Everyone knows that a healthy diet and a good mix of the right micronutrients are important to whole body health, but not everyone is aware of their vital role in maintaining a robust immune response. “With the immune system, every vitamin and mineral is needed for it to have optimal surveillance of foreign invaders (viruses and bacteria) and to produce adequate amounts of white blood cells and antibodies to fight them,” explains Doug Cook, a Registered Dietitian. “Poor nutrition, in simple terms, leads to a ‘sluggish’ immune response.”
Supplement your diet
Many of these vital micronutrients can be obtained through a balanced diet rich in a wide variety of fruits and vegetables, but for others, supplements and multivitamins can be a necessary addition. “The majority of Canadians, especially around this time of year, are deficient in vitamin D. Vitamin D is likely the most important nutrient for preventing infection, as well as many other diseases, including heart disease, diabetes, arthritis, and other chronic ailments.

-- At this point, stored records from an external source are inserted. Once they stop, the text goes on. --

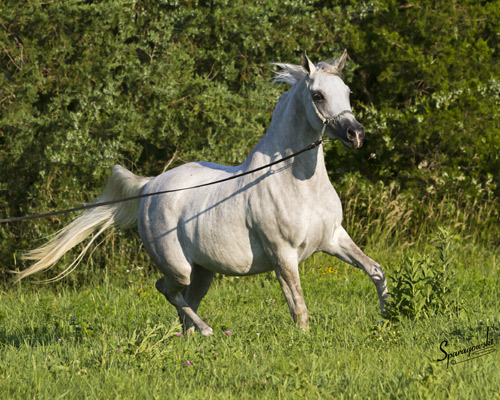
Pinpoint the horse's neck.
[243,82,325,179]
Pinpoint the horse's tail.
[15,165,151,282]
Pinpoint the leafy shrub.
[384,228,457,320]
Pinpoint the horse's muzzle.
[342,124,365,149]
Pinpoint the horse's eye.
[313,92,325,101]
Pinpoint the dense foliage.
[0,0,500,276]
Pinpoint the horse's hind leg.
[156,276,213,336]
[325,226,388,314]
[183,265,215,335]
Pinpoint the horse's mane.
[272,61,341,85]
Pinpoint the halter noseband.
[306,76,352,136]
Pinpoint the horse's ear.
[332,50,347,72]
[300,51,316,76]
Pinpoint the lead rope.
[0,139,323,224]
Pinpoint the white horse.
[18,51,387,335]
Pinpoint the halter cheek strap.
[306,76,352,136]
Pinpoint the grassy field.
[0,230,500,399]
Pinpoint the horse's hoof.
[184,325,194,336]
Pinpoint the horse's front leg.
[275,255,309,332]
[325,226,389,314]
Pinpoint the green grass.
[0,236,500,399]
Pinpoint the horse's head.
[302,51,365,149]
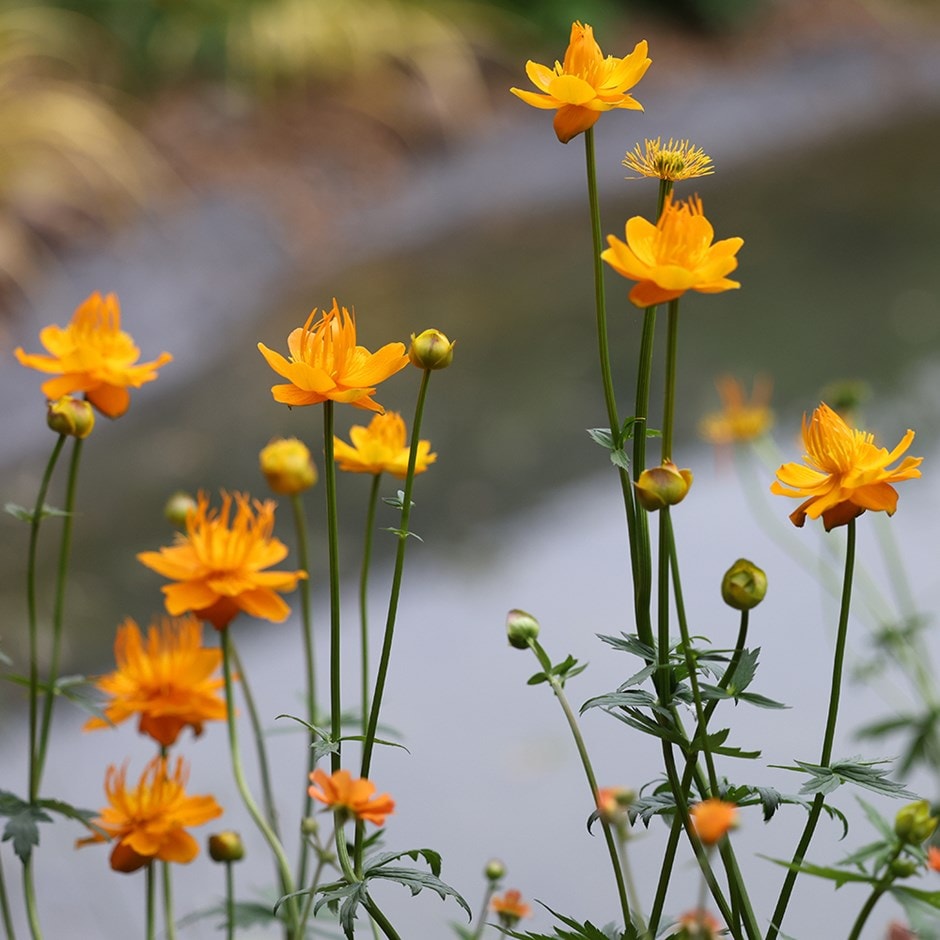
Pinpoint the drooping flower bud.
[633,460,692,512]
[408,330,456,369]
[894,800,937,845]
[721,558,767,610]
[506,608,539,650]
[46,395,95,440]
[209,829,245,862]
[259,437,317,496]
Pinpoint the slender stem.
[323,400,343,773]
[529,639,632,928]
[26,434,66,800]
[36,438,83,789]
[359,473,382,736]
[767,519,855,940]
[219,629,299,940]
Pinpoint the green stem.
[529,639,632,929]
[767,519,855,940]
[323,400,343,773]
[36,438,82,789]
[219,629,300,940]
[359,473,382,736]
[26,434,66,800]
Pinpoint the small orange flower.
[490,889,532,927]
[601,193,744,307]
[770,403,924,532]
[509,22,650,144]
[84,617,226,747]
[258,298,408,412]
[13,293,173,418]
[689,799,738,845]
[77,757,222,872]
[137,491,307,630]
[307,767,395,826]
[699,375,774,445]
[333,411,437,479]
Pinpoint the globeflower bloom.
[258,298,408,412]
[770,402,923,532]
[77,757,222,872]
[601,193,744,307]
[307,768,395,826]
[509,22,651,144]
[84,617,226,747]
[137,491,307,630]
[333,411,437,479]
[13,293,173,418]
[689,799,738,845]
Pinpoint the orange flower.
[689,799,738,845]
[333,411,437,479]
[77,757,222,872]
[490,889,532,927]
[601,193,744,307]
[509,22,650,144]
[137,491,307,630]
[699,375,774,445]
[14,293,173,418]
[307,768,395,826]
[770,403,923,532]
[258,298,408,412]
[84,617,226,747]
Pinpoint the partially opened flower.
[509,22,650,144]
[601,193,744,307]
[307,768,395,826]
[14,293,173,418]
[258,298,408,412]
[333,411,437,479]
[78,757,222,872]
[770,403,924,531]
[85,617,226,747]
[137,492,307,630]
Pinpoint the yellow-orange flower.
[137,491,307,630]
[770,402,924,531]
[623,137,715,182]
[509,22,650,144]
[333,411,437,479]
[14,293,173,418]
[699,375,774,445]
[307,767,395,826]
[490,888,532,927]
[77,757,222,872]
[258,298,408,412]
[601,193,744,307]
[85,617,226,747]
[689,799,738,845]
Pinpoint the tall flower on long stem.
[509,22,651,144]
[258,298,408,412]
[601,193,744,307]
[770,402,923,531]
[14,293,173,418]
[137,492,307,630]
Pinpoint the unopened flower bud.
[260,437,317,496]
[209,829,245,862]
[506,609,539,650]
[408,330,455,369]
[721,558,767,610]
[633,460,692,512]
[894,800,937,845]
[163,490,197,529]
[46,395,95,440]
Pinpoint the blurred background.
[0,0,940,940]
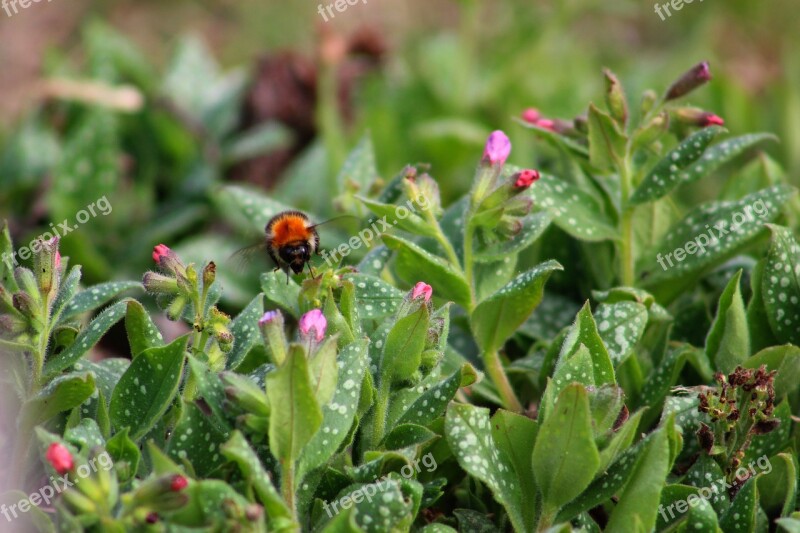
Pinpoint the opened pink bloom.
[300,309,328,342]
[45,442,75,476]
[514,169,539,189]
[483,130,511,165]
[411,281,433,302]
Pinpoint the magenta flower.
[169,474,189,492]
[300,309,328,342]
[411,281,433,303]
[483,130,511,165]
[258,311,280,326]
[45,442,75,476]
[700,113,725,128]
[522,107,542,124]
[514,169,539,189]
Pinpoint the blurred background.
[0,0,800,310]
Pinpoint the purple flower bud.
[300,309,328,342]
[483,130,511,165]
[411,281,433,303]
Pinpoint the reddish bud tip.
[153,244,172,263]
[483,130,511,165]
[522,107,542,124]
[258,311,278,326]
[300,309,328,342]
[700,113,725,128]
[45,442,75,476]
[169,474,189,492]
[514,169,539,189]
[411,281,433,303]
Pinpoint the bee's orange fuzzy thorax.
[271,215,311,247]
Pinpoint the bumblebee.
[264,211,319,277]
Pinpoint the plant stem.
[618,155,636,287]
[372,379,390,448]
[483,350,522,413]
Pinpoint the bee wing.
[229,242,269,272]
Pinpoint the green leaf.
[166,403,228,477]
[106,428,142,483]
[110,336,188,441]
[757,452,797,516]
[630,126,724,204]
[394,363,478,427]
[382,424,439,450]
[533,383,600,516]
[556,301,616,385]
[21,372,95,426]
[381,305,429,383]
[356,196,436,237]
[641,185,795,290]
[381,234,470,307]
[606,420,671,531]
[62,281,142,319]
[742,344,800,401]
[345,274,404,320]
[261,272,301,319]
[267,345,322,468]
[225,294,264,370]
[588,104,627,170]
[761,225,800,345]
[336,135,378,191]
[50,265,81,324]
[445,403,528,531]
[524,174,617,242]
[705,270,750,374]
[719,478,758,533]
[474,211,553,263]
[222,122,291,164]
[471,260,562,351]
[220,430,293,531]
[679,133,777,188]
[125,300,164,358]
[44,301,128,377]
[595,302,647,365]
[491,409,539,531]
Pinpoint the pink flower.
[483,130,511,165]
[153,244,173,264]
[169,474,189,492]
[514,169,539,189]
[45,442,75,476]
[700,113,725,128]
[258,311,280,326]
[300,309,328,342]
[411,281,433,303]
[522,107,542,124]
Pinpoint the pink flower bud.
[45,442,75,476]
[522,107,542,124]
[258,311,280,326]
[153,244,173,264]
[514,169,539,189]
[300,309,328,342]
[700,113,725,128]
[666,61,711,100]
[411,281,433,303]
[169,474,189,492]
[483,130,511,165]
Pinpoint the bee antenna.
[309,215,358,228]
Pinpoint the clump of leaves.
[0,59,800,533]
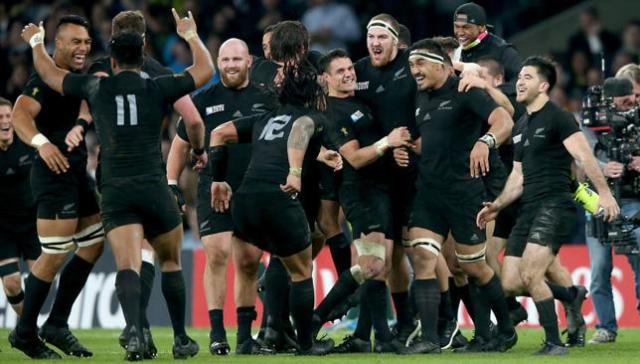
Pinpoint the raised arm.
[171,9,213,87]
[22,22,69,93]
[11,94,69,174]
[562,132,620,221]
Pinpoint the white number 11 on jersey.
[116,95,138,126]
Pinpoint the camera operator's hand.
[598,190,620,222]
[627,157,640,172]
[602,162,624,178]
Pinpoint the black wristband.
[76,118,91,131]
[191,148,204,156]
[209,145,227,182]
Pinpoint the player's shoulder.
[87,57,112,75]
[142,56,173,77]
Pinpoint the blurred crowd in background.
[0,0,640,242]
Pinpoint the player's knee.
[73,222,104,261]
[206,248,229,269]
[2,272,22,297]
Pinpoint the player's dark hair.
[318,48,349,73]
[278,59,327,111]
[262,23,279,35]
[398,23,411,47]
[522,56,558,93]
[111,10,147,37]
[476,56,504,77]
[110,32,144,68]
[0,97,13,107]
[269,20,309,63]
[410,39,452,66]
[56,15,91,33]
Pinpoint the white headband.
[367,20,398,40]
[409,49,444,65]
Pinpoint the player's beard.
[220,68,249,88]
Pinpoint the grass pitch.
[0,327,640,364]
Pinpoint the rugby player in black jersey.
[167,38,275,355]
[209,21,336,355]
[401,40,517,353]
[355,14,417,342]
[22,10,213,360]
[0,97,40,316]
[65,11,206,359]
[314,50,410,353]
[10,15,104,358]
[477,56,620,355]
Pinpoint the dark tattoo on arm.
[287,116,315,150]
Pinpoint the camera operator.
[585,76,640,344]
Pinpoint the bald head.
[218,38,252,89]
[218,38,249,57]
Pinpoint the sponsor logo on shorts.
[438,100,453,110]
[356,81,369,91]
[351,110,364,123]
[205,104,224,115]
[251,103,266,113]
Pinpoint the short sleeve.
[461,87,499,121]
[153,72,196,104]
[233,114,265,143]
[328,114,356,149]
[62,72,99,99]
[22,72,48,105]
[501,45,522,82]
[554,111,580,141]
[176,118,189,142]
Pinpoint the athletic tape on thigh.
[38,236,76,254]
[0,262,20,278]
[349,264,365,284]
[409,238,442,256]
[73,222,104,247]
[353,239,386,260]
[7,291,24,305]
[140,249,156,265]
[456,245,487,263]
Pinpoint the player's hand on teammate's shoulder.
[469,141,489,178]
[458,74,487,92]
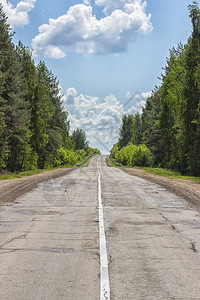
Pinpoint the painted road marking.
[98,169,110,300]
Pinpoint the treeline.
[111,2,200,176]
[0,5,98,171]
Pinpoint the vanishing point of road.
[0,156,200,300]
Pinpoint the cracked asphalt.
[0,156,200,300]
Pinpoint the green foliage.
[111,144,153,167]
[71,129,88,151]
[0,5,99,172]
[111,2,200,176]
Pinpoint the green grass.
[109,157,200,182]
[139,167,200,182]
[0,166,72,180]
[0,156,96,180]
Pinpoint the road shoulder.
[0,168,75,204]
[106,159,200,208]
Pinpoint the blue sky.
[2,0,192,153]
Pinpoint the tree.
[0,5,29,171]
[71,129,88,151]
[119,115,135,149]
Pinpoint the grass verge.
[0,156,96,180]
[0,166,72,180]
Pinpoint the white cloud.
[64,88,150,151]
[32,0,152,58]
[1,0,36,27]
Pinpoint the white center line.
[98,169,110,300]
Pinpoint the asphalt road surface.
[0,156,200,300]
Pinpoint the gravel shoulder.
[107,159,200,208]
[0,168,75,204]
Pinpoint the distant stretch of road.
[0,156,200,300]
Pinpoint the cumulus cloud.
[64,87,149,151]
[1,0,36,27]
[32,0,152,58]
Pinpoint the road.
[0,156,200,300]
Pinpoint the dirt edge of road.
[0,168,75,204]
[106,158,200,208]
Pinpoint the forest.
[0,5,99,173]
[111,2,200,176]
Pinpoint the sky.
[0,0,192,153]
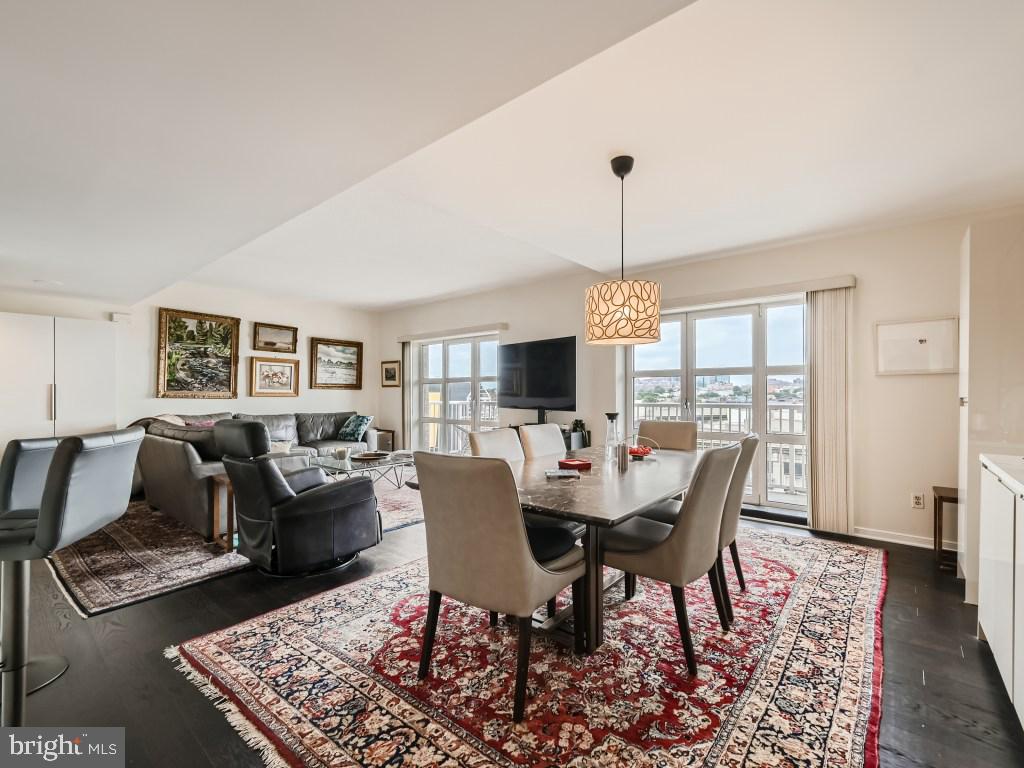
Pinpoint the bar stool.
[0,427,145,727]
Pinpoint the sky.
[633,304,804,371]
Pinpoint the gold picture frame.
[157,307,242,399]
[381,360,401,387]
[253,323,299,354]
[309,338,362,389]
[249,356,299,397]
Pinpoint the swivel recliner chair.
[214,419,382,577]
[0,427,145,726]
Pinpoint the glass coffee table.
[309,452,415,488]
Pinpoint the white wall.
[961,213,1024,602]
[378,218,968,546]
[0,283,380,426]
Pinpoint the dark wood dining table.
[509,447,702,653]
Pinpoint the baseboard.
[853,527,956,552]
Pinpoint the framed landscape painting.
[249,357,299,397]
[381,360,401,387]
[157,307,240,398]
[309,339,362,389]
[253,323,299,354]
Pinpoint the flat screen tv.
[498,336,575,422]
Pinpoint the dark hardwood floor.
[19,525,1024,768]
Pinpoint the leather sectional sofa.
[135,411,377,539]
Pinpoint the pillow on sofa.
[153,414,185,427]
[181,413,231,427]
[338,414,374,442]
[146,419,221,462]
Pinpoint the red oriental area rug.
[168,530,886,768]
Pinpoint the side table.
[210,472,234,552]
[932,485,959,570]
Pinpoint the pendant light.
[585,155,662,344]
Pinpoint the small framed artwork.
[381,360,401,387]
[309,338,362,389]
[874,317,959,376]
[157,307,241,399]
[249,357,299,397]
[253,323,299,354]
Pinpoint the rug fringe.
[164,645,291,768]
[43,557,89,618]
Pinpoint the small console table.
[932,485,959,570]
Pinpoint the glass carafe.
[604,413,620,459]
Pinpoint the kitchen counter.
[981,454,1024,496]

At this time of year it’s especially important in preventing the flu,” says Dr. Zoltan Rona. “There is no way to get the amount of vitamin D you need from your diet alone.” Dr. Rona also includes probiotics among the supplements to consider, adding that a supplement with a wide spectrum of probiotics is almost always preferable to one that includes only a single strain. Similarly, multivitamins are valuable for providing a broad spectrum of necessary micronutrients.
“Inadequate nutrition affects the thymus’ fitness. Maintaining good nutrition as we age can offset some of the natural decline.”
Vitamins and minerals are a key factor in immune health for people of all ages, but it becomes only more important as we age. Canadians over the age of 50 need to take particular care with their nutrition in order to remain healthy. “The immune system slows as we age; the immune cells lose some of their memory with respect to the viruses that the body has been exposed to before. Also, the thymus gland, which helps to produce specific white blood cells (T cells) that do the ‘hand-to-hand’ combat against bacteria and viruses, shrinks with age,” says Cook. “Inadequate nutrition affects the thymus’ fitness. Maintaining good nutrition as we age can offset some of the natural decline.”
At the end of the day, we have to remember that nutrition is at the core of all aspects of health. When we have all the micronutrients we need — we have more energy, we are happier, and our bodies are better equipped to fight off all kinds of infections that can rob the winter season of its joy.